Assisting Mural Arts Philadelphia with the funding of this project were funders: Art for Justice Fund, a sponsored project of Rockefeller Philanthropy Advisors, City of Philadelphia, the National Endowment for the Arts, Parkway Corporation, the Estate of Pearl M. Carpel, Julia & David Fleischner, the Zuritsky Family, and an Anonymous donor.

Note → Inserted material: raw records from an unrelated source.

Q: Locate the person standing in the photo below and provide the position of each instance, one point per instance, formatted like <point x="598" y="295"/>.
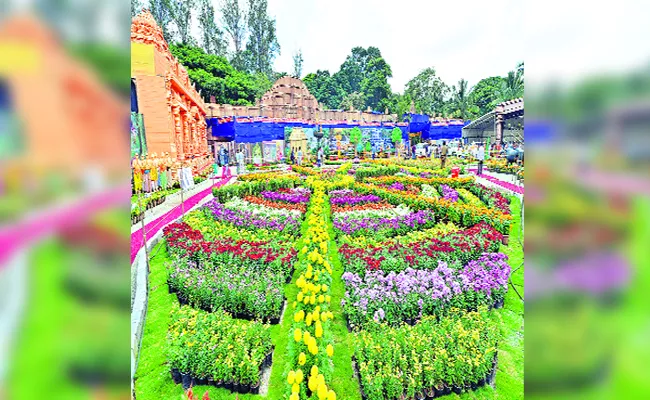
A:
<point x="480" y="156"/>
<point x="240" y="162"/>
<point x="443" y="154"/>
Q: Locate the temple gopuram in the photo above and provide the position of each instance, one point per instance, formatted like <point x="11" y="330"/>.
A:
<point x="172" y="109"/>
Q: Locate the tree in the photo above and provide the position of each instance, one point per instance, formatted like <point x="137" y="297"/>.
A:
<point x="428" y="92"/>
<point x="355" y="67"/>
<point x="262" y="41"/>
<point x="234" y="23"/>
<point x="214" y="76"/>
<point x="485" y="94"/>
<point x="136" y="7"/>
<point x="297" y="64"/>
<point x="181" y="13"/>
<point x="513" y="85"/>
<point x="355" y="138"/>
<point x="324" y="88"/>
<point x="162" y="13"/>
<point x="460" y="105"/>
<point x="211" y="36"/>
<point x="375" y="85"/>
<point x="353" y="101"/>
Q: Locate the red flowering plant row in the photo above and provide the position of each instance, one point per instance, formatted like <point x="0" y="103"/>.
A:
<point x="183" y="241"/>
<point x="493" y="198"/>
<point x="244" y="278"/>
<point x="456" y="248"/>
<point x="275" y="204"/>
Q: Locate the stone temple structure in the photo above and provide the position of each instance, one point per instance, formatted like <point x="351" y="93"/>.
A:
<point x="174" y="113"/>
<point x="289" y="98"/>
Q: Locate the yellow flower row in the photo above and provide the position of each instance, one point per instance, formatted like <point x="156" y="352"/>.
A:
<point x="312" y="304"/>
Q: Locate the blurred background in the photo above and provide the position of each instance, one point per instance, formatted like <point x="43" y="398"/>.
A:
<point x="587" y="211"/>
<point x="64" y="199"/>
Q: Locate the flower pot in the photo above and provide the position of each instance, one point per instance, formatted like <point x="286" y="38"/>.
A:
<point x="186" y="380"/>
<point x="255" y="389"/>
<point x="176" y="376"/>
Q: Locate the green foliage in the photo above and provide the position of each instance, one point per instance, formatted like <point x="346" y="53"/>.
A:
<point x="211" y="36"/>
<point x="262" y="46"/>
<point x="214" y="76"/>
<point x="396" y="135"/>
<point x="428" y="92"/>
<point x="111" y="63"/>
<point x="354" y="101"/>
<point x="324" y="88"/>
<point x="297" y="64"/>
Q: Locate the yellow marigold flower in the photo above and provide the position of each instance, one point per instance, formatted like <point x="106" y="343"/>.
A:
<point x="299" y="376"/>
<point x="312" y="383"/>
<point x="322" y="392"/>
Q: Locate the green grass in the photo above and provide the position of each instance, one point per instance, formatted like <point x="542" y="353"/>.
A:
<point x="153" y="380"/>
<point x="57" y="326"/>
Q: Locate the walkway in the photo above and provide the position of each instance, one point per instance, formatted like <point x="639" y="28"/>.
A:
<point x="157" y="224"/>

“Declaration is a truly thought-provoking piece that prompts the viewer to reflect on our society and the experiences of others,” Robert Zuritsky, President & CEO of Parkway said. “For more than nine decades, Parkway has been a major developer within the City of Philadelphia from partnering in office developments like Liberty Place and leading current construction of the Morgan Lewis Tower, to residential projects like 1706 Rittenhouse and Hanover North Broad, to medical facilities such as Walnut Towers as well as hospitality destinations like the Home2 Suites and Motto Hotel. We’re just as proud to have supported numerous public art pieces as part of our commitment to beautify the city.”

The Declaration mural dedication was one of many events hosted during Mural Arts Month presented by Chase, a month-long celebration in October of all the ways Mural Arts Philadelphia uses art to transform public spaces and individual lives. The activity-filled month featured mural dedications, panel discussions, community events, film screenings, exhibitions, running and walking mural tours, and more. In the Mural Arts Month theme “Resilience” - a nod to both a recognition and celebration of the people and art that makes Philadelphia the “Mural Capital of the World” - Declaration showcases the participatory public art that beautifies, advocacy that inspires, and educational programming and employment opportunities that empower.

“I am so proud that Chase is committed to my community. Being born and raised in Philly, I love that we have partnered with Mural Arts, who is working to beautify our local neighborhoods, with art for all to enjoy,” said Chandra Williams, Community Manager, Chase.